It is a rare occurrence that the UK is united; we see it all the time while scrolling through Twitter posts, looking for videos of cats being started by cucumber infused gin. As we all hide behind our perceived online anonymity, there flows a torrent of vitriol and unrestrained abuse, directed at people who, if we had met in any other walk of life we might share some friendly discourse over a bottle of wine (except Tommy Robinson… because you can’t bring wine into prison). The problem is the trolls have been emboldened by a provocative bag of Fillet-o-Fish with Carotenosis, that appears to be leader of the free world. All the while the bag’s wife, who is yet to successfully gnaw through her own ankle to remove the electronic tag, is an ambassador for anti-Cyberbullying. It’s like the Hamburglar’s wife being an advocate of healthy eating! … Or Melania Trump being an advocate of healthy eating.

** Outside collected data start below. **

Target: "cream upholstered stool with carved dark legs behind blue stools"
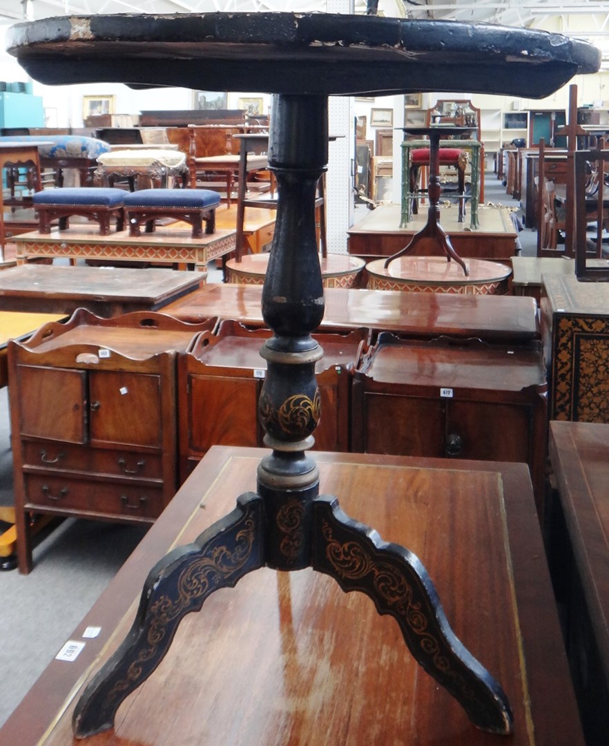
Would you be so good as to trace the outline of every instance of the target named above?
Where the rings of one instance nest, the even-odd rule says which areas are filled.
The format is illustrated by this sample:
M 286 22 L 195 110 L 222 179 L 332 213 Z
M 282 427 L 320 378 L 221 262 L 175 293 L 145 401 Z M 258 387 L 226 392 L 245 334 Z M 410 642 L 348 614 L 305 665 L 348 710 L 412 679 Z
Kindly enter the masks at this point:
M 145 179 L 145 186 L 167 189 L 174 181 L 186 186 L 188 166 L 186 154 L 168 148 L 124 148 L 103 153 L 98 157 L 95 183 L 114 186 L 116 181 L 127 180 L 131 192 L 137 182 Z

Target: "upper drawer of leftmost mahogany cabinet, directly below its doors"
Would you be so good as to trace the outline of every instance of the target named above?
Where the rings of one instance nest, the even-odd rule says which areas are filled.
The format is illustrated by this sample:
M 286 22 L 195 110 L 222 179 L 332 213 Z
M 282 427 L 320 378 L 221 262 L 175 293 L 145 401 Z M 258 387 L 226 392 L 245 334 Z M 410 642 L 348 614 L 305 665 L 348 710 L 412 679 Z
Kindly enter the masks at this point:
M 83 474 L 113 474 L 118 477 L 162 479 L 159 454 L 134 451 L 105 451 L 69 443 L 23 443 L 23 465 L 82 471 Z

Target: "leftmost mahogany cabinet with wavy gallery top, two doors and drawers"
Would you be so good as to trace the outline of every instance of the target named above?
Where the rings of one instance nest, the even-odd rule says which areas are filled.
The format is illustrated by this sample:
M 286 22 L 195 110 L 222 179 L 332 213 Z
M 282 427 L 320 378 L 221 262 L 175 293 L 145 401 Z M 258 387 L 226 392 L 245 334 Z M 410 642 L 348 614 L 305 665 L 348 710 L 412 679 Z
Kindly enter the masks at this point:
M 38 513 L 151 523 L 177 488 L 175 358 L 202 330 L 160 313 L 66 324 L 10 342 L 19 570 Z

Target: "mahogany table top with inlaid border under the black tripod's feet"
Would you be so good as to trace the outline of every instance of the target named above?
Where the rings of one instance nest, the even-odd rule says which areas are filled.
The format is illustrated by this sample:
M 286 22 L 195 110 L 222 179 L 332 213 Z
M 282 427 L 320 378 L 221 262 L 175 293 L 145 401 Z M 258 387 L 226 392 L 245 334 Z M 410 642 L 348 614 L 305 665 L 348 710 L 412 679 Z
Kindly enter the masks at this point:
M 255 489 L 266 451 L 212 448 L 3 729 L 5 743 L 72 744 L 84 680 L 116 648 L 141 584 Z M 420 557 L 449 623 L 505 689 L 515 745 L 582 743 L 531 483 L 523 464 L 316 454 L 321 490 Z M 373 499 L 370 499 L 373 498 Z M 485 540 L 481 540 L 485 537 Z M 101 627 L 92 639 L 87 627 Z M 180 626 L 160 667 L 83 744 L 496 745 L 411 658 L 395 621 L 310 569 L 256 571 Z

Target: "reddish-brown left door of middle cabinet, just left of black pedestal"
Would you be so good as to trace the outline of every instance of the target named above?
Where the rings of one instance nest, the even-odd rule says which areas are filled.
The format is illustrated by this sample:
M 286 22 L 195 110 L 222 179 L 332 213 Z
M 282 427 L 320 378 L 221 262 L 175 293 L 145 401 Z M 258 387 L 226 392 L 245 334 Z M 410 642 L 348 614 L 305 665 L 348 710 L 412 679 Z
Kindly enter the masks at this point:
M 262 445 L 256 378 L 193 375 L 189 386 L 189 451 L 212 445 Z

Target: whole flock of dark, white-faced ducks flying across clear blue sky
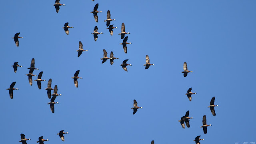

Yet, days such as this, when the people of the UK seem to share a unified consciousness it is perhaps the most beautiful & exhilarating place on the planet. Our heads held high from an excellent World Cup campaign and a chance to display some disdain at the most impressive world leader in Britain, we don’t think you understand how impressive he is, very impressive, the most impressive.
We have never been a nation of violent uprising nor lawless mobs, our approach to protests is similar to the attitude we hold towards line-cutters; sarcastic irreverence. Sure, Donnie may have allegedly colluded with the Russians, empowered racists, sexually harassed women, payed off pornstars, pushed the globe closer to climate doomsday and made Fox & Friends his chief advisor, but the British don’t get mad, we get mordant. That is why today, he will attempt to read signs declaring, “This Pussy Grabs Back,” looked down upon by a petulant Trump baby blimp, while an angry Scot tells him he’d sell well on eBay because ‘he has the colouring and sugar content of an original Irn-Bru.’
Of course, not everyone approves or agrees; Nigel Farage suggested that the Trump Baby Blimp is the most egregious offence ever paid to a US President. Although, John Wilks Booth may object to these claims, we see Nigel’s point; you should salute the post not the man. No doubt that was why Nigel objected and had nothing to do with him wanting another golden elevator ride, like a Brechtian remake of Willy Wonka, where all the characters are Augustus Gloop. Nevertheless, it is fair to say we should show respect to the position of POTUS, welcome the leader as a personification of our beautiful friendship with the people of America.
Donald, we can do little, we are but a wine shop, we can’t shoot blimps out the sky, shut down CNN nor retrospectively remove your lapel mic when you were on that bus with Billy Bush. What we can do, in a small way, is protect your self-esteem. In the name of friendship and unity we ask the people of Britain; disregard your usual wine order, and instead join companions and buy a magnum together. Due to perspective it may make our hands appear small but will show our hearts are large. Let this gesture stand as a symbol of accord with our American cousins, and in doing so extend a perfectly normal sized hand of friendship out to Donald Trump.